How do you organize all the world’s information?
A decision made by the editors in charge of Wikipedia’s newest, biggest project reveals the difficulty of such a task.
Wikidata is the newest project from the Wikimedia Foundation, the organization which runs Wikipedia. As Becca wrote here last year, Wikidata promises a single, shared infrastructure of knowledge beneath Wikipedia in every language. This underlying data layer, which is Wikidata, can be read by both humans and machine, and it propagates changes from one language’s version of Wikipedia to other languages. If Canada, for instance, gets a new finance minister, and someone edits Wikipedia in English to reflect that change, then Wikidata will propagate that information to Wikipedia in other languages.
That’s a relatively straightforward use of Wikidata, though. Its promise is machine analysis of the Wikipedia body of knowledge in a complex, ongoing, holistic way — and for computation like that, its macro-organizational system matters.
Imagine a live visualization of the entire Wikipedia system, organized partly by the subject matter of article. What system needs to exist to make that possible?
During the early part of its development, Wikidata used a hierarchical taxonomy to organize its data entries. The system was called GND—a German initialism, Gemeinsame Normdatei, which translates to “Integrated Authority File.” GND was originally meant to organize bibliographic information across library systems, though it was expanded recently by Internet technologists to work for non-library systems, too.
Which sounds pretty good, right? If you have to schematize the set of known information, you might start with a system originally built for librarians. After all, libraries are institutions tasked with the sustainability and categorization of knowledge. They’re the historical experts.
Which all sounds good… until you encounter certain problems. Silly, wonderful, ridiculous problems.
GND groups everything into huge taxonomical categories. Those categories are:
… and that’s it. Everything known in the world must fit into one of those containers. Everything ever knowable, to some degree, must fit into one of those containers. Information, that system proposes, comes in six essential types.
(Which makes the “person” macro-classification a little poignant: At the universal base layer, we give a starring role to ourselves. A person is unlike an organization or place or work; a person is so unlike anything else to deserve its own piece of cosmic tupperware. It’s an anthropocentric view, and, given our current understanding of what kind of things live in the universe, maybe a bit of a correct one.)

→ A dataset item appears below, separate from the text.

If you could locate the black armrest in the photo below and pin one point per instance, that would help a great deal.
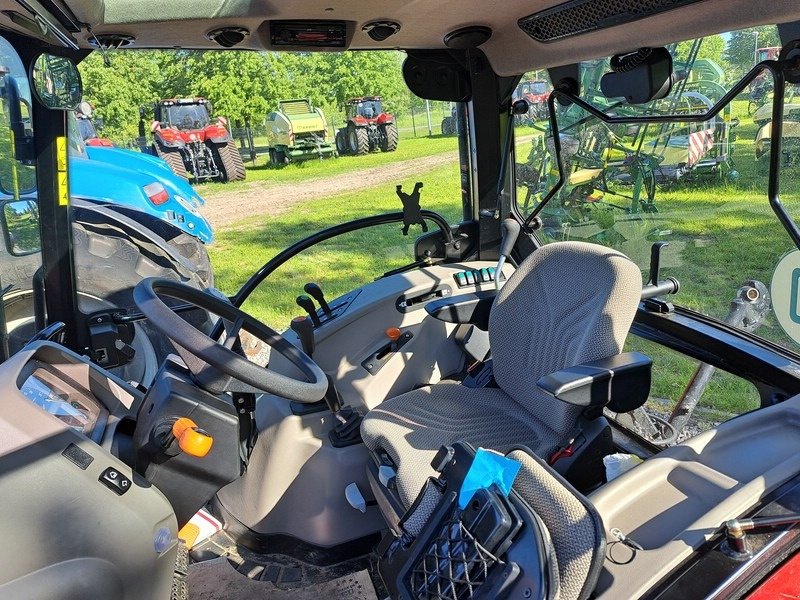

So what are the problems of this system, with its six terms?
First of all, it doesn’t differentiate, at this level, between the physical and the abstract, and that includes people. Turns out giving “person” a starring role is its downfall, as Barack Obama and Jay Gatsby then have to share a macro-taxonomical level. You can’t separate out the fictional from the non-fictional at this level.
Second, in the words of EmW:
Any item that is not a person, place, event, organization or work is classified as a “term,” which contains virtually no information. We need to be able to classify things like gravity, carbon, DNA, cancer, clarinet, Twelver Shia Islam, fashion boot, dog and potato as more than simply “terms”.
Sousaphone, selenium, sex: They’re so similar, said GND, that they should be sorted as the same species of stuff. But that’s, well, silly, and when Wikidata ditches GND it will lose that organizational fluke.
Overall, writes Emw, “these main types are fine as a way to classify items of general interest in a large library, but they’re much too small to form a sound basis for a classification system for all human knowledge.”
So what will Wikidata use now? At the moment, it won’t use an ontology at all. It hopes to get by using only “instance of” and “subclass of,” two types of relationship which don’t prescribe a single, totalizing taxonomy.
But some Wikidata editors, including Emw, hope to figure out what comes next. “Although it is complex,” he writes, “the world has structure, and classes or types are a useful way to express that structure.” He mentioned the Suggested Upper Merged Ontology as a possible system to adopt. SUMO, as that system is called, is a little more than a decade old. Unlike GND, it classifies everything as either essentially “physical” or “abstract,” then subdivides physical things as “objects” or “processes.”
Right now, though, there is no macro-organizational system being used by Wikidata. Data goes in, linked, complex, alive — but not sorted.